R v Betts and Hall (2001) - if remained silent at initial interview but talked later can still draw.
If D places factual defence on record and says nothing when subsequently charged not draw.
Written Statement
Useful when client distressed, emotional or tired.
As long as a written statement handed to the police contains all facts which D intends to rely on in defence, court not able to draw adverse inference if D refuses to answer questions based on contents of that statement.
If prepares and does not hand in to the police prevent from drawing the inference of recent fabrication, not event the court from drawing D not confident about their defence to expose to investigation.
When to advise to remain silent?
Level of disclosure by police - police not under general duty to disclose all details of evidence. However if absence of meaningful disclosure means solicitor unable to properly advise this may amount to a good reason for advising the client to remain silent (R v Argent 1997).
Nature of case - if particularly complex or events happened a long time ago would not be sensible to give an immediate response (R v Roble).
Personal circumstances - ill health, mentally disordered or vulnerable, excessively tired or otherwise confused, shocked or intoxicated solicitor would be justified in advising suspect to remain silent.
Silence based on legal advice
If they say was based on solicitors advise would not stop adverse inferences being drawn.
However must be given appropriate weight at trial (Condron v UK 2000).
The question is whether the facts relied on at trial were facts which the D could reasonable have been expected to mention in police interview.
If the jury believe D genuinely and reasonably relied on the legal advise to remain silent cannot draw adverse inferences. (Beckles and Howell).
Legal Privilege
Police not allowed to ask about advice received.
D may give evidence at trial which waives such privilege. Allows prosecution to cross-examine reasons for legal advice they were given.

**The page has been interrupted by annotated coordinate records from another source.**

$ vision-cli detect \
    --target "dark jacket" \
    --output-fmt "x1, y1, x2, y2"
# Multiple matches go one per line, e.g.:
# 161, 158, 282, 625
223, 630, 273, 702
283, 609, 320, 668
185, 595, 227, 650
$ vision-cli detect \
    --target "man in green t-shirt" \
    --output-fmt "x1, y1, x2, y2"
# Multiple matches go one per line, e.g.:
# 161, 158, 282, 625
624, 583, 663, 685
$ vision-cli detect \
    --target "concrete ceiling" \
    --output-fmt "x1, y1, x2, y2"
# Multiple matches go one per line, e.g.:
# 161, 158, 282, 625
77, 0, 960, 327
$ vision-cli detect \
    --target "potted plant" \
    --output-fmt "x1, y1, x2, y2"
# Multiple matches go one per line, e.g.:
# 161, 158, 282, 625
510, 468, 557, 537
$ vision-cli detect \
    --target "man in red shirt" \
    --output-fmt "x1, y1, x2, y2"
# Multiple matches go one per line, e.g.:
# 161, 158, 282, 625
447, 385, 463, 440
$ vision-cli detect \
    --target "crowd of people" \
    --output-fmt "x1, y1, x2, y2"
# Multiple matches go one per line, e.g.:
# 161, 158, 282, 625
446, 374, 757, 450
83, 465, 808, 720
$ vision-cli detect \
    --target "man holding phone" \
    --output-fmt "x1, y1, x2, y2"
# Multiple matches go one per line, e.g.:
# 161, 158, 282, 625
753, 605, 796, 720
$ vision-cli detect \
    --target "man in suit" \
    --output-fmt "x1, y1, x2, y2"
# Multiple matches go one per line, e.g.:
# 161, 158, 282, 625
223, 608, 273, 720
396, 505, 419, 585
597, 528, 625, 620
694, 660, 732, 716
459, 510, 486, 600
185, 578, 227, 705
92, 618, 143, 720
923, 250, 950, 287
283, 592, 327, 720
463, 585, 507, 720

If at trial to prevent adverse inferences a D gives evidence they remained silent only following advice from solicitor this will not in itself waive privilege (R v Beckles). However they will want to know the reasons for advice.
Once given legal privilege is said to be waived ( R v Bowden 1999).

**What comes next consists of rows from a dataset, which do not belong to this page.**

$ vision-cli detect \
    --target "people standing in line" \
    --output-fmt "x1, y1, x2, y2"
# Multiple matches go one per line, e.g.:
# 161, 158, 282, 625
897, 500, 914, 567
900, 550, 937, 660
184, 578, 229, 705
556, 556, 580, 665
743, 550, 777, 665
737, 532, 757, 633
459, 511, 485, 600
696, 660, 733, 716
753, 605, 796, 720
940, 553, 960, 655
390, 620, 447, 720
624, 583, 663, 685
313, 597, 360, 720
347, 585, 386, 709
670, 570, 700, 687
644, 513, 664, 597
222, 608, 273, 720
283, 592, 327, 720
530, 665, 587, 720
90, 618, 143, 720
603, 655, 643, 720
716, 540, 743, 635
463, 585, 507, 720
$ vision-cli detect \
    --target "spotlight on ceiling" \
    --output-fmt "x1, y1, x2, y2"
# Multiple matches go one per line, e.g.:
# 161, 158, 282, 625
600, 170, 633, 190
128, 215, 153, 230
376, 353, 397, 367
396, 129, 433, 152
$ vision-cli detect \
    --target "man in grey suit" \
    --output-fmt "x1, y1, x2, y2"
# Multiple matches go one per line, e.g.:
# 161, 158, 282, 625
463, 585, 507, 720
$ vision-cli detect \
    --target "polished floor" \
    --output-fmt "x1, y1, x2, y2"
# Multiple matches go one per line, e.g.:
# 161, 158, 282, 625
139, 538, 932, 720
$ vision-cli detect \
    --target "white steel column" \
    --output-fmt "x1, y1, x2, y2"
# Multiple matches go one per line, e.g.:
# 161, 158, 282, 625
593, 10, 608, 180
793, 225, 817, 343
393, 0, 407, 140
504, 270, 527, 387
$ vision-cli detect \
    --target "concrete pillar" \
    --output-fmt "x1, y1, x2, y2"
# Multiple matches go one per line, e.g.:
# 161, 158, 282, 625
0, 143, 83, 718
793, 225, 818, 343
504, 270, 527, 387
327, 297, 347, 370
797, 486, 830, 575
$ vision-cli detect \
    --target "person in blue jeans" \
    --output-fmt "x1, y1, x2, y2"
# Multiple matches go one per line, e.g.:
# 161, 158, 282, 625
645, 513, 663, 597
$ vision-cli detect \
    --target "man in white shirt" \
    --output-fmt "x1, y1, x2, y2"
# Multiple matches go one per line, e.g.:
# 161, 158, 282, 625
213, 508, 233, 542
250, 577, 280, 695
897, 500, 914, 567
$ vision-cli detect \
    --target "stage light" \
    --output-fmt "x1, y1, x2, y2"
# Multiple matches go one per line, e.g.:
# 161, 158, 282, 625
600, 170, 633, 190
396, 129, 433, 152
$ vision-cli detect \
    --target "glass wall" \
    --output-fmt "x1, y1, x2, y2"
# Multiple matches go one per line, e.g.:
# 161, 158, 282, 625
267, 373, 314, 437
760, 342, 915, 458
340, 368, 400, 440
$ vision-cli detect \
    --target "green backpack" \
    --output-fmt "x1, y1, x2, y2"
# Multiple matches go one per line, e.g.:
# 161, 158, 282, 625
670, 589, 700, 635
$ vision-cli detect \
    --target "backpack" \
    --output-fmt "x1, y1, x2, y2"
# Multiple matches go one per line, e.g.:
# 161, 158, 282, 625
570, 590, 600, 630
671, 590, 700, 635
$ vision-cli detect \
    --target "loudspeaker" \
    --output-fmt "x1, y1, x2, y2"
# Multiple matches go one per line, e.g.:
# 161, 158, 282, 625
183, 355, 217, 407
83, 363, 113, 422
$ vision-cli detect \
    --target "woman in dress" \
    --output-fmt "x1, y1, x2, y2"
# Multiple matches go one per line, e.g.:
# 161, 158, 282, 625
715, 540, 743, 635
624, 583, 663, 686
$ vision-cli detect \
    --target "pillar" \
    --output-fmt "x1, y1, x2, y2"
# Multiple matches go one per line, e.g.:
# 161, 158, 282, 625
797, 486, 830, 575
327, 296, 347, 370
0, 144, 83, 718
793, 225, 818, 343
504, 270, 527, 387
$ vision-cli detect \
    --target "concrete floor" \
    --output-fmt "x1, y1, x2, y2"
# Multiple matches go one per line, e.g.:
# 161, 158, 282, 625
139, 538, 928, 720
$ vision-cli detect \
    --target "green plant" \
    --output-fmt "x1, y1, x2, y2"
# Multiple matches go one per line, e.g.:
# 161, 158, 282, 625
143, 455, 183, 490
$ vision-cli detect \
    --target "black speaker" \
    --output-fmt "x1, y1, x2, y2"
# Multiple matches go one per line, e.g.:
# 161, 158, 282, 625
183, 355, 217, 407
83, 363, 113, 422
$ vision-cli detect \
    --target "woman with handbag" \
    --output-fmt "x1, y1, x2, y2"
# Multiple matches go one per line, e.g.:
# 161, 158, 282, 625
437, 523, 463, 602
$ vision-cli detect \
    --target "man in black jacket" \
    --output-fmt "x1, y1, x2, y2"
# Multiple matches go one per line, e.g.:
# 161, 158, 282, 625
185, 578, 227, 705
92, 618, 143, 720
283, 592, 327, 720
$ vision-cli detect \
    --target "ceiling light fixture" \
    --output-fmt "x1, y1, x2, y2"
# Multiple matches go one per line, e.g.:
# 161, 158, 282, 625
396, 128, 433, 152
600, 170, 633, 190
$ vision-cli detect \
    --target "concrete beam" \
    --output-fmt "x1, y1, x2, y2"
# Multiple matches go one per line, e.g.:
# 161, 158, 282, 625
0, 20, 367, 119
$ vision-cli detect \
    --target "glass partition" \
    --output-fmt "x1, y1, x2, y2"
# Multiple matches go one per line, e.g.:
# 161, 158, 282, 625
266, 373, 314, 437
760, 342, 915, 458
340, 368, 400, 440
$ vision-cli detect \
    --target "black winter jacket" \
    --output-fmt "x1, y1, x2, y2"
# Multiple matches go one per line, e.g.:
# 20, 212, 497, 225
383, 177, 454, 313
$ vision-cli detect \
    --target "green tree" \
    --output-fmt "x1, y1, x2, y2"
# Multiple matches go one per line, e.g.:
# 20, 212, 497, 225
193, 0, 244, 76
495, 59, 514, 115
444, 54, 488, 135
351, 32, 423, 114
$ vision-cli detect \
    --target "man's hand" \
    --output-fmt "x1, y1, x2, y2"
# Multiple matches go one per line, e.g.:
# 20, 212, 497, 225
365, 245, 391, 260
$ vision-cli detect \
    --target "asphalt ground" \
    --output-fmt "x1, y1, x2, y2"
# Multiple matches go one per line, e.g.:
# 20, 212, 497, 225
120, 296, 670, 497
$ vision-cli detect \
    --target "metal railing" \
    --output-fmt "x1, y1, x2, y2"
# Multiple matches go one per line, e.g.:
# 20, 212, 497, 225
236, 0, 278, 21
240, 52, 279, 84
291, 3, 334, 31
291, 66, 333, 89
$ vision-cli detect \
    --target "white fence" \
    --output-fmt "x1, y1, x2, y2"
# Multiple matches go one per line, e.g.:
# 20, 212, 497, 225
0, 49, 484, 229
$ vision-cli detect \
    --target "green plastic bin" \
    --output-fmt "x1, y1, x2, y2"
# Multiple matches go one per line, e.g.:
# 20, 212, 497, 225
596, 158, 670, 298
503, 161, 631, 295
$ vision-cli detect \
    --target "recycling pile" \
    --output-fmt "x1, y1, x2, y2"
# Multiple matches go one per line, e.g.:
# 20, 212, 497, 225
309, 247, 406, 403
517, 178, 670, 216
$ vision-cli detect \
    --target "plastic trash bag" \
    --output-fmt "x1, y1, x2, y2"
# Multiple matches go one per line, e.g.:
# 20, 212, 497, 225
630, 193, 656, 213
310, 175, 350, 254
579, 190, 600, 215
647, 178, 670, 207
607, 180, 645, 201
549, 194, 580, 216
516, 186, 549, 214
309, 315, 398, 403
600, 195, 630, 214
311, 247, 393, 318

If D when giving evidence in-chief gives reasons for legal advise they received, the D and solicitor if giving evidence on behalf may be cross-examined as to any other reasons for solicitors decision to advise client to remain silent.

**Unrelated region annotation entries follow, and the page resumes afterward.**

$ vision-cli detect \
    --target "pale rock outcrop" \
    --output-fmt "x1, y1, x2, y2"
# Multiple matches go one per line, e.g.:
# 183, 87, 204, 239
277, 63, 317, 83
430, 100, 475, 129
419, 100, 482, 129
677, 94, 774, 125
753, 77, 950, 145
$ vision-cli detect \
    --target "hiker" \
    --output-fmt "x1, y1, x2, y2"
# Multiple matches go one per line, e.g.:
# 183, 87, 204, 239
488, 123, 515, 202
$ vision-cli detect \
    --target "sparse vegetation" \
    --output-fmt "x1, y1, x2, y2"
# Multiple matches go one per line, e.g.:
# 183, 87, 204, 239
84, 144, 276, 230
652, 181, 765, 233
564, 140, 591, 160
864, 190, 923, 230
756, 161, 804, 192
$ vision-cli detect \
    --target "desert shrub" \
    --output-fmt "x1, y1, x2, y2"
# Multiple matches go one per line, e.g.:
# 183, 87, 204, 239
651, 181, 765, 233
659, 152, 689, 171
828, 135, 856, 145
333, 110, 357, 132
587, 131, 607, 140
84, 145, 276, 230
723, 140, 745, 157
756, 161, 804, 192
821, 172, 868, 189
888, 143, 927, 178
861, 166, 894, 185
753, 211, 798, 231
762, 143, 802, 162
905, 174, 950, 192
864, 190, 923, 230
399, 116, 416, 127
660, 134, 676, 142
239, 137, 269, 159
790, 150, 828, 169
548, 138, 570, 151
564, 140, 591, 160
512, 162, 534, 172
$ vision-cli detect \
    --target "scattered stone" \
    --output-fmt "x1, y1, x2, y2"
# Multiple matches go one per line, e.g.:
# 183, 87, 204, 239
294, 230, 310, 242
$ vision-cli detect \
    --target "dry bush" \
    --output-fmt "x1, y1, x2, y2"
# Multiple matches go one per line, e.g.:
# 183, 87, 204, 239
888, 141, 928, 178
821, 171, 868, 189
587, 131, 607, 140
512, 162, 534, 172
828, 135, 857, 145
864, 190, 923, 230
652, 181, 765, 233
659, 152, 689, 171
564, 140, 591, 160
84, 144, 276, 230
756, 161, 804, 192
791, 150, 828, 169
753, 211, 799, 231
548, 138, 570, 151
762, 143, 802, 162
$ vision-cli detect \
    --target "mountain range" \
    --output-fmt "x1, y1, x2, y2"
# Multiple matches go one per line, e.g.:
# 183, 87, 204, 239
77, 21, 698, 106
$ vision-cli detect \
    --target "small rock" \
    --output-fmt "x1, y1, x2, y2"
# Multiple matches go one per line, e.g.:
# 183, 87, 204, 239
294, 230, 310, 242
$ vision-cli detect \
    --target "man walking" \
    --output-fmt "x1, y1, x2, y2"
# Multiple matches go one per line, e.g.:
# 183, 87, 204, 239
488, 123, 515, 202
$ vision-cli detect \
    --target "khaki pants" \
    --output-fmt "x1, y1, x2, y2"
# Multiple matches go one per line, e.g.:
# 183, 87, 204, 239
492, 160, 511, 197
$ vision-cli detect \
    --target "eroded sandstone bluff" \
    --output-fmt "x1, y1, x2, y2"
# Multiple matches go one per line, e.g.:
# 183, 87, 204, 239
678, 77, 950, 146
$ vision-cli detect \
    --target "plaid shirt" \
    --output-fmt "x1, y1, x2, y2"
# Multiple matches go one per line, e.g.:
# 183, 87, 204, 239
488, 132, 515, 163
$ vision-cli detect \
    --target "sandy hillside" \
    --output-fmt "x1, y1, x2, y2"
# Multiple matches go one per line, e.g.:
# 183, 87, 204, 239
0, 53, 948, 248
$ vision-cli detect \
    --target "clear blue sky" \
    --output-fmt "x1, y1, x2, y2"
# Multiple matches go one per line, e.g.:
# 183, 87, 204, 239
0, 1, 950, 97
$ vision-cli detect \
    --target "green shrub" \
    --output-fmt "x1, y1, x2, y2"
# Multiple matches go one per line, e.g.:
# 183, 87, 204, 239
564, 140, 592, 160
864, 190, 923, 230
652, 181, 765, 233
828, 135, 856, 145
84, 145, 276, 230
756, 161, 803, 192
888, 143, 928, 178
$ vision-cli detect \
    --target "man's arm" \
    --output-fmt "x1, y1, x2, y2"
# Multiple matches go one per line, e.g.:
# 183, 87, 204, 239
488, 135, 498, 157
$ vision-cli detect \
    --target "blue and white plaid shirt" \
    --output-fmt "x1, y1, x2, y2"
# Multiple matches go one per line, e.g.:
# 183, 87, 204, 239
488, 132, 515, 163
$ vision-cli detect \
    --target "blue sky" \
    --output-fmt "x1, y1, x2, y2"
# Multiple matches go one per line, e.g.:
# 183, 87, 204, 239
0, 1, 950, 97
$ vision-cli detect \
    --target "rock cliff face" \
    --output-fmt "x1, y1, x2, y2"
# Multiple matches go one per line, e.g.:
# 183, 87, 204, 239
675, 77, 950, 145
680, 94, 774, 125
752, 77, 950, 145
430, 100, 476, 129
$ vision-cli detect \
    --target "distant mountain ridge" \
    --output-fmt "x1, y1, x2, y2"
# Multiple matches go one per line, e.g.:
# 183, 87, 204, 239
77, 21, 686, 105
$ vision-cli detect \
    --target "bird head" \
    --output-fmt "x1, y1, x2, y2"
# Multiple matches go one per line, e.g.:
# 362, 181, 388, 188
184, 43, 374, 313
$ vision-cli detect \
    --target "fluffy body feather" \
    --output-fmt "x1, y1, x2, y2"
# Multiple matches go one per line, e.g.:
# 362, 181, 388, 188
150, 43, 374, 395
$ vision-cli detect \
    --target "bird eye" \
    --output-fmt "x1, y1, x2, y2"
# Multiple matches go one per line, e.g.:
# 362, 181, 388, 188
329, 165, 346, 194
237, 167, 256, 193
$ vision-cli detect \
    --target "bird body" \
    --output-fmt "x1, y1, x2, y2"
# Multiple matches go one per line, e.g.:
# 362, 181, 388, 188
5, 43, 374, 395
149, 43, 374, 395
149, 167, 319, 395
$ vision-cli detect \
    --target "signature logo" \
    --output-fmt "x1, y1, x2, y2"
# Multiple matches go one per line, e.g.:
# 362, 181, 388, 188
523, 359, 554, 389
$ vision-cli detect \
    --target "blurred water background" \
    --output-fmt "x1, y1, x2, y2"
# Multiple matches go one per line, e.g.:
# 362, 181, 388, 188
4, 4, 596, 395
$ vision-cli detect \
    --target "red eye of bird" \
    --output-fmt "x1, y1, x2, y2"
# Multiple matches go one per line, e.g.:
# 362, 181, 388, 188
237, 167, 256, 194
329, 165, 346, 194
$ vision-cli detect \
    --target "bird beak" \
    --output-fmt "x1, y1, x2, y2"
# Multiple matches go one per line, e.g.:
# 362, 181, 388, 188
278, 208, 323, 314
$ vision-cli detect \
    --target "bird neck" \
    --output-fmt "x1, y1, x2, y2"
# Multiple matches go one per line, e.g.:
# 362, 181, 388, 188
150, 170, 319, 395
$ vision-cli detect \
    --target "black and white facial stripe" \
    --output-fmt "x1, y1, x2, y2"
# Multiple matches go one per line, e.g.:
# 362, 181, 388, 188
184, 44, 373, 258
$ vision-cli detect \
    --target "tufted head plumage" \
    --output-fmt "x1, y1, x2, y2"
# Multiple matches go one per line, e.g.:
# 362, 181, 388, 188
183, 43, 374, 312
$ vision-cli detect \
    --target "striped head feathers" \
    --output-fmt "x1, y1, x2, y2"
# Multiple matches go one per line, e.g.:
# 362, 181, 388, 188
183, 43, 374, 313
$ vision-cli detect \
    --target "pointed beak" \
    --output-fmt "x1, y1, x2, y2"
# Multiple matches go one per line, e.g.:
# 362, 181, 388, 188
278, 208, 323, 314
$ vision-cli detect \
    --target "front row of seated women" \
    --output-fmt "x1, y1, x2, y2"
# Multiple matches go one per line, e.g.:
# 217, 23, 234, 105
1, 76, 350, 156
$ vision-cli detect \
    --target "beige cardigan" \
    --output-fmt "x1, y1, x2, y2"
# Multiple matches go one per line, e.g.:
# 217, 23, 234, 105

Prosecution will be entitled to cross-examine the D (and solicitor) on instructions which the D gave to solicitor whilst at police station which led to solicitor advising them to remain silent in interview.
Denial of access to legal advice
Adverse inference cannot be draw in :
(34)(2A) -
When an accused was at an authorised place of detention at the time of the failure subsection (1) and (2) do not apply if he had not been allowed an opportunity to consult a solicitor prior to being questioned, charged …
Inferences under S36 CJPOA 1994
Section 36 allows court or jury to draw an adverse inference if when interviewed by the police the D failed to account for the presence of an object substance or mark.
1)Where—
(a)a person is arrested by a constable, and there is—
(i)on his person; or
(ii)in or on his clothing or footwear; or
(iii)otherwise in his possession; or
(iv)in any place in which he is at the time of his arrest,
any object, substance or mark, or there is any mark on any such object; and
(b)that or another constable investigating the case reasonably believes that the presence of the object, substance or mark may be attributable to the participation of the person arrested in the commission of an offence specified by the constable; and
(c)the constable informs the person arrested that he so believes, and requests him to account for the presence of the object, substance or mark; and
(d)the person fails or refuses to do so,
Then the court or jury may draw such inferences from the failure or refusal as appear proper.
Operates regardless of defence.
Inference?
D had no explanation for the presence of the object, substance or mark or none that would have stood up to police questioning.